【新聞:岩手版】高校生が商品化 トマトジャム完売

農業共済新聞岩手版・東北営農技術版

【新聞:岩手版】高校生が商品化 トマトジャム完売

[2020年11月3週号]

 【北部】県立一戸高等学校(一戸町、生徒268人)では、生徒が授業で栽培したトマトを使用したジャム「とまとの笑顔」を製造した。ラベルのデザインなども生徒が担当。同校の上野光久校長は「学校の農場で生産した食材を使って、生徒が試行錯誤して魅力が詰まったジャムができた。地域との共創で、学校の特色と町の魅力を発信したい」と話す。

4月に生徒が苗を定植(写真提供=一戸高等学校)

 同校では、総合学科の生活・文化系列農業選択の2年生15人、3年生9人が授業の中でトマト栽培を学んでいる。4月に同校の奥中山実習農場にある47坪の温室ハウス1棟で、トマト(品種「りんか」)の苗140本を定植した。

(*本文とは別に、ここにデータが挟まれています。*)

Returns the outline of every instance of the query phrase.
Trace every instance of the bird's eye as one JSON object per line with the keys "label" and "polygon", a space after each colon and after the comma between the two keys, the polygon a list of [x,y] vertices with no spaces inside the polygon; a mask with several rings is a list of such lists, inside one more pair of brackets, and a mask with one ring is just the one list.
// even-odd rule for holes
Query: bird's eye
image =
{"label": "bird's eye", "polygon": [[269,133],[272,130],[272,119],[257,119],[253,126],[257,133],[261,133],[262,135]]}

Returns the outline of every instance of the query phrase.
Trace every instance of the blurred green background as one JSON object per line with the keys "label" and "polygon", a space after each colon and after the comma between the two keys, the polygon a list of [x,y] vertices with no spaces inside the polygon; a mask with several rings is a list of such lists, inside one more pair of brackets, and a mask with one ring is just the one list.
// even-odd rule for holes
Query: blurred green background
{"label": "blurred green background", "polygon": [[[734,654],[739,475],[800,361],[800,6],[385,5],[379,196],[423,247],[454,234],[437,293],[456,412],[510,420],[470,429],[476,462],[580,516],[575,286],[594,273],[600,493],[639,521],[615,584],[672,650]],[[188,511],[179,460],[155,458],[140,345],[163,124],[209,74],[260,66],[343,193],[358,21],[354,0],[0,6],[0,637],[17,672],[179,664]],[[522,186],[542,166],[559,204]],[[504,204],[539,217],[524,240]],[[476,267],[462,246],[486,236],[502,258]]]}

 「以前は直立誘引栽培だったが、Uターン栽培に変更したところ、収穫量が増えた。今年は360㌔だった」と上野校長。トマトの活用方法として、同系列の家庭選択生がジャムの製造を考案した。「収穫したトマト40㌔を使って83個のジャムを製造した。試作品がおいしかったので、商品化を手掛けた」と話す。

系列超えて生徒が連携

 ジャム1瓶に、約2個のトマトが使う。「トマトが苦手な子どもにも食べてもらえる商品にしたい」と、レモン汁で酸味を加え、砂糖の種類や量などを調整し、糖分を控えめに仕上げた。保存料や着色料は使用していないという。

「とまとの笑顔」1個130㌘

 商品のラベルのイラストは美術部の生徒が描き、文字は書道部の生徒が書いた。情報ビジネス系列の生徒はラベルの印刷や販売計画を担当。瓶詰加工は、一戸町の就労継続支援A型事業所のカナン牧場に依頼して、製造費用は一戸町が支援した。

 ジャムは神奈川県のアンテナショップや地元産直などで販売され、既に完売した。上野校長は「たくさんの方の協力でジャムを造ることができた。来年は、ジャムの製造数量を増やしたい。一戸町と学校が共創して、両方の魅力を発信していけたらうれしい」と話す。